Even that bit of information had been given reluctantly, and only once Lucas had enthralled them with his power.
Lucian’s men were loyal and despite any concerns they may have had about the breaches, they refused to point a finger at a reason why.
“And they didn’t have answers,” he stated, standing straight.
“No. And barring torture, we couldn’t compel them any further if we don’t want to attract attention.”
Levi nodded and walked towards the door. “I don’t want Lucian or the Collective in my business, so we’ll increase our patrols of the city and deal with it our way.”
Sebastian and Lucas fell in behind him as they exited the office and the warehouse altogether.
Levi owned the trucking company that occupied the space, using it to move both legal and contraband items across the Southern USA.
The warehouse was where he conducted activities that he couldn’t at his downtown office.
Sliding into his armored SUV, Levi closed his eyes as Lucas pulled off.
They were quiet the whole way back to their compound, which was a relief really.
His head was pounding, and the disordered thoughts swimming around his mind didn’t help.
Lucas was pulling through the gates of their compound sooner than he thought, but he was happy for it.
Stepping out, he lifted his head in a nod of greeting to the night guard standing at the front door.
He frowned. Why was an extra guard at the door?
Out of habit, Levi’s steps took him to his throne room and the Akachi stone.
The meteorite had a hold on him. He could hardly go a few hours without touching it.
By the time he reached his throne room, he’d managed to calm the buzzing in his head. Until the moment he’d set foot inside and found the room in disarray.
“What the fuck happened here?” he turned and asked his friends.
Before either could answer, Levi tilted his head as he realized something. The source of all that roiling power beneath his skin was missing.
The loss of it should’ve been a relief, but it was as though a void had opened within him. Anger and indignation filled that space because who the fuck would dare steal from him?
“Who was last in here?” he asked Bas.
Sebastian frowned. “If you’re asking who’s responsible for the mess, it’s you, boss.”
“You don’t feel the fucking vacuum of power?” Levi snapped. “Someone has stolen my Akachi, that’s what I’m talking about.”
Lucas stepped forward. “Yes.

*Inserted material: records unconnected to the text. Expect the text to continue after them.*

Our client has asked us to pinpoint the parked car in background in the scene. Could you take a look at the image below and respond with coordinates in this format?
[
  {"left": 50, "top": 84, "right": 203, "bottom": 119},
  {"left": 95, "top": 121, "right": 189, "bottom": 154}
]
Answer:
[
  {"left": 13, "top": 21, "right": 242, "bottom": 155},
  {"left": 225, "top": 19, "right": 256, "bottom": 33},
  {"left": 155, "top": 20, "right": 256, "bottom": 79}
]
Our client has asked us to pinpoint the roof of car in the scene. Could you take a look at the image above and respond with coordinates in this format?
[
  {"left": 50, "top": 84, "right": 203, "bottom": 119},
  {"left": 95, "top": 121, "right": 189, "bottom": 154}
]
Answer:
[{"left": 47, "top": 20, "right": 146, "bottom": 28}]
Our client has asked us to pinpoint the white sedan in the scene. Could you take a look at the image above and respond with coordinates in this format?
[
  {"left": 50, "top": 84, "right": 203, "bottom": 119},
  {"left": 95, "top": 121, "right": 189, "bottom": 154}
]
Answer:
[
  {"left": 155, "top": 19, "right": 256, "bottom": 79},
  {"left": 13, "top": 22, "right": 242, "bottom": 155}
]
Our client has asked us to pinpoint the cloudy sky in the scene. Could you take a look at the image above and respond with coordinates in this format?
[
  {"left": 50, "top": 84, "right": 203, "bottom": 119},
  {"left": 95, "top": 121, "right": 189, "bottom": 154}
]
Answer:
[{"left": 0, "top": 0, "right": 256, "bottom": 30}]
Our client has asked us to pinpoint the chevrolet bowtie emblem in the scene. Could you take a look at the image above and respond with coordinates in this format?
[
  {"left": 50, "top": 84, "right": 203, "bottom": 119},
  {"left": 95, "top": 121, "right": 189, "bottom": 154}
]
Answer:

That’s why you were at the warehouse. We questioned the workers that were at the big house today.”
“There were strangers on this compound today?”
“We managed to track down three of them. There are two more,” Sebastian told him.
Levi turned in a circle and shook his head at the damage.
The throne room had come with the compound he and his men had taken over when they’d defeated the Buru who previously occupied it.
The space was twice the size of a large dining room, not quite ballroom size but close.
He called it his throne room because of the gaudy gold chair the previous owner had placed on a dais in the front.
A red carpet ran from the entrance all the way to the chair.
Levi hadn’t cared enough to move it in the ten years they had occupied the mansion.
There had been piles of jewelry, weapons, and all the spoils of war in the corner of the room.
Now, it was strewn across the floor. A too-big chandelier hung in the middle of the place; a huge table was tucked into an alcove, big enough to seat twenty.
He supposed it used to hold the Buru’s old team, but it was just another thing Levi had no use for.
The chairs that were normally tucked under the heavy metal table were toppled to the floor, some broken.
The expensive paintings and tapestries that had previously hung on the wall were ripped and littered the floor. The whole garish room was nearly destroyed and Levi remembered none of it.
“The security footage?”
“That’s how we found out who had been in here. We’ll find the other two,” Bas promised.
Levi rubbed a hand down his face. “Why hasn’t the staff come in to clean up?”
Lucas chuckled. “‘Don’t let another motherfucker enter that room.’ Your words to the staff.”
Levi sighed. “Get this shit cleaned up,” he ordered his friends. “I’m going to my room. Let me know when you find those thieves.”
He was going to tear their limbs from their bodies. He only hoped he would be lucid enough to enjoy doing it.